Relearning Power Politics to Avoid a War Between the U.S. and China

Relearning Power Politics to Avoid a War Between the U.S. and China
A Chinese Navy nuclear-powered submarine during a fleet review to celebrate the 60th anniversary of the founding of People's Liberation Army Navy, April 23, 2009 (AP photo by Guang Niu).

Editor’s note: This article is part of an ongoing WPR series inviting authors to identify the biggest priority—whether a threat, risk, opportunity or challenge—facing the international order and U.S. foreign policy today.
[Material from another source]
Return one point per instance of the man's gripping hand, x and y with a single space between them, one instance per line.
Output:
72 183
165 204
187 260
The most urgent priority in international affairs today is to avoid a war between the United States and China. The consequences of such a war, military as well as economic, would be so vast as to dwarf all the other serious perils the world faces. Of course, a war is far from inevitable, but the risk is real, and much greater than most observers seem to realize, especially in Washington. Therein lies much of the danger. Unless the threats are plainly recognized, the steps needed to avoid them will not be taken.

The West is a victim here of its own good fortune. It hasn’t faced the risk of a war between major powers in a long time. It has enjoyed a holiday from power politics since the Soviet Union collapsed a quarter of a century ago, and many Western countries have forgotten how to recognize and manage the dangers of such an environment. They urgently need to learn those skills again, because power politics is back.